3 ^-1\/+ 6 = 2      ;   10 ^-1\/+ 15  =  6    ;   30 ^-1\/+ 70 = 10  ;   35 ^-1\/+ 14  = 10 ; ...

15 ^-2\/+ 20 = 12 ;  65 ^-2\/+ 156 = 60 ;  255 ^-2\/+ 136 = 120 ;  609 ^-2\/+ 580 = 420 ; ...

Evidently the Fermat/Wiles theorem should read "... for |n|>2..." Now the question is; what's so special about ‑2, ‑1, 1, 2? Perhaps it is because we can give all four of these roots of addition geometric interpretations.

The first root of addition is ordinary linear addition; geometrically, this is adding lengths by joining parallel lines. The second root of addition figures in the Pythagorean Theorem; for if A, B, and C are the sides of a right-angle triangle, with C the hypotenuse, then   C   =   A  \/+  B . The negative root of addition is reciprocal sum; geometrically constructible by the "Fence" figure of the previous section. The negative-second root equals the reciprocal of square-root of addition. Geometrically, this is "area over diagonal", or "altitude to diagonal".

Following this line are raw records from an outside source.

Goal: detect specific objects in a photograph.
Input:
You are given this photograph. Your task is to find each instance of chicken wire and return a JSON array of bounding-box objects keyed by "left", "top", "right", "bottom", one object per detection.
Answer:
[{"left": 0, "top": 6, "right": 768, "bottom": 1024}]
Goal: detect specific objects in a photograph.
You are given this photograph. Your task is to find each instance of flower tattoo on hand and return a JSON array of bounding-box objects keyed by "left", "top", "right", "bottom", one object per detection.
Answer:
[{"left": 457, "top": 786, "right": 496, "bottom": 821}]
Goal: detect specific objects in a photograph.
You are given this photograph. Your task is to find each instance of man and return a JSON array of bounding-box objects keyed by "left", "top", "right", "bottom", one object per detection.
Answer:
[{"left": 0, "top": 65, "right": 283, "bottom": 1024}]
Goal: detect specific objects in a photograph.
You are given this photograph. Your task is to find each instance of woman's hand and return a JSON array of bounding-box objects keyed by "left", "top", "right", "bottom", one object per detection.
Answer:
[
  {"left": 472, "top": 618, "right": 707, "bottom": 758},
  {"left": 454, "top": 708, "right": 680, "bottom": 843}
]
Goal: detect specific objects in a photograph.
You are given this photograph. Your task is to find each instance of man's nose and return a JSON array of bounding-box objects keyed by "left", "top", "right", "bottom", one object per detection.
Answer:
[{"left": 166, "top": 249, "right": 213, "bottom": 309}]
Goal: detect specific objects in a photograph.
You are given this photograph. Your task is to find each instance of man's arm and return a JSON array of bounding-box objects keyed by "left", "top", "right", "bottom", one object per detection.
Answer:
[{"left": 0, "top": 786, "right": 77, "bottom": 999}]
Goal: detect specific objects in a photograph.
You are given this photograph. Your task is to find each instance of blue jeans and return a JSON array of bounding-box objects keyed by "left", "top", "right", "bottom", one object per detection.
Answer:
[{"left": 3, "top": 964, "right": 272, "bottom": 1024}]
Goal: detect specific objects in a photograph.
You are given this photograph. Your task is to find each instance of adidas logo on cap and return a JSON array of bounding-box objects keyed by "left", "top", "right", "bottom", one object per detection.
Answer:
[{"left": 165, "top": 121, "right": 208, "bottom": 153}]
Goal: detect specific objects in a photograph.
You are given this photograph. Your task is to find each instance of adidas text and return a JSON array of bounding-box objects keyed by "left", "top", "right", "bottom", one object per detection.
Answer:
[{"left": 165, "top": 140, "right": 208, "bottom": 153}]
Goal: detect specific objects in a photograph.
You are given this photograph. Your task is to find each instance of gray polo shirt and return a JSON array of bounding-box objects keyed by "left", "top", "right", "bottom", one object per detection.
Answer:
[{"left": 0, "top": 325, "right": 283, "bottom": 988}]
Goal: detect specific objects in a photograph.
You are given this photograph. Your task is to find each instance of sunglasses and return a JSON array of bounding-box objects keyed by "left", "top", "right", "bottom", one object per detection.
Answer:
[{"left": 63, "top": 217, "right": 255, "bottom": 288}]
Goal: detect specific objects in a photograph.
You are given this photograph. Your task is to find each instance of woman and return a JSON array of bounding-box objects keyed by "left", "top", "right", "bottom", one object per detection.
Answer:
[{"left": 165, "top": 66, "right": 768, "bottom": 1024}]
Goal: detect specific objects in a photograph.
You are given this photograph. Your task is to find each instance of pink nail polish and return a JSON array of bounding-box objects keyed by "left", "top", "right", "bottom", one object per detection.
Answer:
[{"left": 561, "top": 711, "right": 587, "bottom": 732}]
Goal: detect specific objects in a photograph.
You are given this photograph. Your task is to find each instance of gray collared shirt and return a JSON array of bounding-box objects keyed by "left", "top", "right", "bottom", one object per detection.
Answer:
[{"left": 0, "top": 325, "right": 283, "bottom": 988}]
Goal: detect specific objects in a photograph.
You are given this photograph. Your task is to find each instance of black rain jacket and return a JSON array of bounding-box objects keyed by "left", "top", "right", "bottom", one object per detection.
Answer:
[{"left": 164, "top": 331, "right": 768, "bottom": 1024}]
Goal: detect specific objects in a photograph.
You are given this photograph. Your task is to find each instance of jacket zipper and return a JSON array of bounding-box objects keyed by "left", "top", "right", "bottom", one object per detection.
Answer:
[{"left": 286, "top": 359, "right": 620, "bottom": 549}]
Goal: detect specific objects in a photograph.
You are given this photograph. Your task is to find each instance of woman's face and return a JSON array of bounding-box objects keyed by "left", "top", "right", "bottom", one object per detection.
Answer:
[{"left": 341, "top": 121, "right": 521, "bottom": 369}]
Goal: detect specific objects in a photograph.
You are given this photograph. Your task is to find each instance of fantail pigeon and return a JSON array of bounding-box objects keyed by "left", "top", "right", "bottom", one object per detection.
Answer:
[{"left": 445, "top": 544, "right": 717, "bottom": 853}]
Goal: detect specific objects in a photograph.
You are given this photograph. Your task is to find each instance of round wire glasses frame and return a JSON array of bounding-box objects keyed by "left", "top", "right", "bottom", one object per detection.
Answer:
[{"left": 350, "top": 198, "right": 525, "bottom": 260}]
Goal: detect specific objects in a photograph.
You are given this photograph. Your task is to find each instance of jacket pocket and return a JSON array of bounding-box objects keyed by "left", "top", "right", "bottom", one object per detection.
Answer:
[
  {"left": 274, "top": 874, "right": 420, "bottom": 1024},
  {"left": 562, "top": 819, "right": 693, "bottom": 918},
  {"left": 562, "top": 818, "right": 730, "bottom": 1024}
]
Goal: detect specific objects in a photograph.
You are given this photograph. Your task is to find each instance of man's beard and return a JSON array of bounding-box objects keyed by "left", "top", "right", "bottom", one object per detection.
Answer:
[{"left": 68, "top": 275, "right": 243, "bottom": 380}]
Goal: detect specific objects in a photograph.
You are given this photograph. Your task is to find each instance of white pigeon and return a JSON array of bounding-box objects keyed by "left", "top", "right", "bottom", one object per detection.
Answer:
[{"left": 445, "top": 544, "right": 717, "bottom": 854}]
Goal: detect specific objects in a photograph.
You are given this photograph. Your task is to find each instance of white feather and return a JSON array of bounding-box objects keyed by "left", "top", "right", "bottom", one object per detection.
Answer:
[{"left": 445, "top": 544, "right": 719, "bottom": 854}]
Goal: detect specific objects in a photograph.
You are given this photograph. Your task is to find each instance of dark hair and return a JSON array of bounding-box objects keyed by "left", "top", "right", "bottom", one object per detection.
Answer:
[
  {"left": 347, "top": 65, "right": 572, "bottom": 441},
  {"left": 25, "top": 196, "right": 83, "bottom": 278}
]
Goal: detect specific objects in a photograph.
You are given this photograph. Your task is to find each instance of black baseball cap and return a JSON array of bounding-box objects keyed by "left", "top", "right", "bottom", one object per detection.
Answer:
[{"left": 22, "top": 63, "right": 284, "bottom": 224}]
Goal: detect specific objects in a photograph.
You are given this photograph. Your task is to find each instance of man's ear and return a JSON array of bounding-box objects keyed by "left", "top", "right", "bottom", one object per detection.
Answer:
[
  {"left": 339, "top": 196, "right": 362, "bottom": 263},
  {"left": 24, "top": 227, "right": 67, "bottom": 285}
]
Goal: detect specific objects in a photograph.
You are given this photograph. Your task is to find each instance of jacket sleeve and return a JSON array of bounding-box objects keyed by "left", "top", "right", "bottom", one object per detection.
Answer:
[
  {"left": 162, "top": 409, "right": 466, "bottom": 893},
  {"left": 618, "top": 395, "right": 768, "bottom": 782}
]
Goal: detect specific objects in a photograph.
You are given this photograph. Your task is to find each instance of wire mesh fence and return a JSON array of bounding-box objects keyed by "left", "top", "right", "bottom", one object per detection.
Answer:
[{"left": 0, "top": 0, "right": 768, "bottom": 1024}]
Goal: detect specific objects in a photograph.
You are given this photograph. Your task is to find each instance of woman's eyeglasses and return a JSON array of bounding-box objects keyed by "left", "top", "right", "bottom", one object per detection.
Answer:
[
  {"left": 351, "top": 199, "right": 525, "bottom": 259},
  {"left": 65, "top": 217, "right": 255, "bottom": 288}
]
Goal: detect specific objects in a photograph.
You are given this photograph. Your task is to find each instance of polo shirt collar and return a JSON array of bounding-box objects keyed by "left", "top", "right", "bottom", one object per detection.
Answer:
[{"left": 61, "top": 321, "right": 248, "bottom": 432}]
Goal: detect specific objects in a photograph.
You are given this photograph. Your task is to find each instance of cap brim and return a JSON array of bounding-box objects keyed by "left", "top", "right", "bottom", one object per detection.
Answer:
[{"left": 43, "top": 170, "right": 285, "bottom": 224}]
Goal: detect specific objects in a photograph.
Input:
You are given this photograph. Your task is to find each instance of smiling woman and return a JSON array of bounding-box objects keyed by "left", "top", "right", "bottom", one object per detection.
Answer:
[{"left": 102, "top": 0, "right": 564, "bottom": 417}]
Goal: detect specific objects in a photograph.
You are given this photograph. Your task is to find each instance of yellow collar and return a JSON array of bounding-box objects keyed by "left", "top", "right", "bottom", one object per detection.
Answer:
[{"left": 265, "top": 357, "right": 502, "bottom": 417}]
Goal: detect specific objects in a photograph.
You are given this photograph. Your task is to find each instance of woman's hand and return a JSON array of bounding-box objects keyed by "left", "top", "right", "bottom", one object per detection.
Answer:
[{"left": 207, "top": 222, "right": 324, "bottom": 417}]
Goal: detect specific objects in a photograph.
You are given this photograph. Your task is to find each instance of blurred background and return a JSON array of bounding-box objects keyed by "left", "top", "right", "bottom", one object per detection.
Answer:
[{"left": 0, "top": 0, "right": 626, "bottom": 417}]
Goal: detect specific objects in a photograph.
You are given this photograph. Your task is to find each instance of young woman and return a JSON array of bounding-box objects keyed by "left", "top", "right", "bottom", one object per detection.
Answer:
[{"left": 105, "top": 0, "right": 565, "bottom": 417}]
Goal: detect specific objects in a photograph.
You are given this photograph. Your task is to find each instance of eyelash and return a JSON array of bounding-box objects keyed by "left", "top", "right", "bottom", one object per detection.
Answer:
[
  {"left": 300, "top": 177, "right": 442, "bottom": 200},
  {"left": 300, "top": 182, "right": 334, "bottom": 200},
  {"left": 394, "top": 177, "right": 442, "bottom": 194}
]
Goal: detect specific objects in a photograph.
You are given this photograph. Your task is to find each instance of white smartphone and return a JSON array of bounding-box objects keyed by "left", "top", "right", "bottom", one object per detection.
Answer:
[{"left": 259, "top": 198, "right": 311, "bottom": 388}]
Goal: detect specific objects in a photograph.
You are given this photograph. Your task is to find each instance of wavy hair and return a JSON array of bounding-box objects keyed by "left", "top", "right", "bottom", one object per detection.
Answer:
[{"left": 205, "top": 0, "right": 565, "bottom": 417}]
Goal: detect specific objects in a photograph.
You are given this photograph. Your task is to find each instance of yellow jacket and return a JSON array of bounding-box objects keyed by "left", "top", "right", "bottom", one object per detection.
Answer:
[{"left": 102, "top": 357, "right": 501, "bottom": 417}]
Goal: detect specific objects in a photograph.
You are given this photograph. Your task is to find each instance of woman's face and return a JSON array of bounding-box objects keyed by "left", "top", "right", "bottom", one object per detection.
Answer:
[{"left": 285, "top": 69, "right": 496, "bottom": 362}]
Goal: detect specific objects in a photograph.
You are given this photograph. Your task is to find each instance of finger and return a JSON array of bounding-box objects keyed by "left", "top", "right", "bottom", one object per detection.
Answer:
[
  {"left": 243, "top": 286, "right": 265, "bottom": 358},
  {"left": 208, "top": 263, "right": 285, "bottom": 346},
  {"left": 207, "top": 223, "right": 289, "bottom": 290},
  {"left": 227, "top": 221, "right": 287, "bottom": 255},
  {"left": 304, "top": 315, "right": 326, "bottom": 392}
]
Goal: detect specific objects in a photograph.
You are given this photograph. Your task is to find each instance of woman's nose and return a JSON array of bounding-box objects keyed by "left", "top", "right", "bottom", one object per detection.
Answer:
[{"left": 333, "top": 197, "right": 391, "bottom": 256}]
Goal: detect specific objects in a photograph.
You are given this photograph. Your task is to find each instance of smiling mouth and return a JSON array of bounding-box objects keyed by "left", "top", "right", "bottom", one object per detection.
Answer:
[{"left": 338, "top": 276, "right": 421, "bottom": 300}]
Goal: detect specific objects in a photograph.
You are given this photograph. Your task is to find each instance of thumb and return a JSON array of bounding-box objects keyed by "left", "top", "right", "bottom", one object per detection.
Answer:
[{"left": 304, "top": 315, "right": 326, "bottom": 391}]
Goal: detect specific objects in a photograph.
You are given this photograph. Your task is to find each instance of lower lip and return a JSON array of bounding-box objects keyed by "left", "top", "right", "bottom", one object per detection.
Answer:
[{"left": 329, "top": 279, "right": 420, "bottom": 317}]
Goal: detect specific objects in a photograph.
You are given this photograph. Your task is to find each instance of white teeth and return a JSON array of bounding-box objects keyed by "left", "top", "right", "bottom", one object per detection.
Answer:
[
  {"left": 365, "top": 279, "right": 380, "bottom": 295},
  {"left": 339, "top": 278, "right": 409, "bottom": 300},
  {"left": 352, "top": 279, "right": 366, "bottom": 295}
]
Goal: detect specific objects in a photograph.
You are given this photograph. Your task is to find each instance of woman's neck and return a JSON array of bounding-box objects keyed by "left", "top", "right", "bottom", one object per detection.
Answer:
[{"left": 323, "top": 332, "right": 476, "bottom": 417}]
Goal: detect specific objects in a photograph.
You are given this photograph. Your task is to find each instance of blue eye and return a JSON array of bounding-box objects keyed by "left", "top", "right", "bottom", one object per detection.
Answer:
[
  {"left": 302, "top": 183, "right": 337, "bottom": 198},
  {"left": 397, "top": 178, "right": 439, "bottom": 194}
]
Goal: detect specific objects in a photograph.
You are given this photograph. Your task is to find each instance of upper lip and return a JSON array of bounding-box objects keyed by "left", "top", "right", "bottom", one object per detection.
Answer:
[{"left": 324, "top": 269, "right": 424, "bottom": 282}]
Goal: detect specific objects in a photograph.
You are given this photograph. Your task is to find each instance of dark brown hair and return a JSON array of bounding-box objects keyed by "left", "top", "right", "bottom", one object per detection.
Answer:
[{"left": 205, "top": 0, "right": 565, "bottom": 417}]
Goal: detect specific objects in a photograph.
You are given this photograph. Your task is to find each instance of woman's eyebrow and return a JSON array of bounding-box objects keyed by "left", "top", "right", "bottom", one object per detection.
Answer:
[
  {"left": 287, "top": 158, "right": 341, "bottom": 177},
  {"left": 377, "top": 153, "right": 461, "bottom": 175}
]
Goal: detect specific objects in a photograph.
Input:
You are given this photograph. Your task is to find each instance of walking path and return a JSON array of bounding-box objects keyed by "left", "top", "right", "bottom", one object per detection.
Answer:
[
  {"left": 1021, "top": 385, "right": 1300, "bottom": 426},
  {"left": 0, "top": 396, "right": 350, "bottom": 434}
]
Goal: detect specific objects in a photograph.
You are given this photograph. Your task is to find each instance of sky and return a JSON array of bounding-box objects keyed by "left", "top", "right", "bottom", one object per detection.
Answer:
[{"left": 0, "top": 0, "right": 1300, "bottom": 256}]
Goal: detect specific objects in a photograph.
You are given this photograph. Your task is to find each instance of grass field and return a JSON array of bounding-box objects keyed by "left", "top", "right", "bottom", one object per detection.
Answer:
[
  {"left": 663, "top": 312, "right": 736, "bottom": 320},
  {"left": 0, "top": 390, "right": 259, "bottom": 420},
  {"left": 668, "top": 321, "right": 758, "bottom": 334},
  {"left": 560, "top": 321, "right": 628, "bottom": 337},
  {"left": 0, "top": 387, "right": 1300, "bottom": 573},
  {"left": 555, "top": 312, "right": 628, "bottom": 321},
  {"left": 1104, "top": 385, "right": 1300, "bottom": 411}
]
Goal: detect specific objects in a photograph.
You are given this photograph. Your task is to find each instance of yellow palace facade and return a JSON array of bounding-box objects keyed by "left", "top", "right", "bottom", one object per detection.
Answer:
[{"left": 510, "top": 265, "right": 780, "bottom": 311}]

Fermat addition has applications in dimensional analysis and fractal geometry.

Consider two circular oil slicks that merge, combining areas. If we denote their radii by R₁, R₂, and their surface areas by A₁, A₂,  then:

radius of new slick             =      R₁  +^1/2  R₂ 

Now consider two spherical water droplets that merge, combining volumes. If we denote their radii by R₁, R₂, their surface areas by A₁, A₂, and their volumes by V₁, V₂, then:

radius of new drop             =      R₁  +^1/3  R₂ 

surface area of new drop    =     A₁  +^2/3  A₂ 

If a coastline has fractal dimension d, then if a coast segment of length  L₁ (as the crow flies) joins to a segment of length L₂, then that forms a coast segment of length approximately  L₁ ^d\/+  L₂.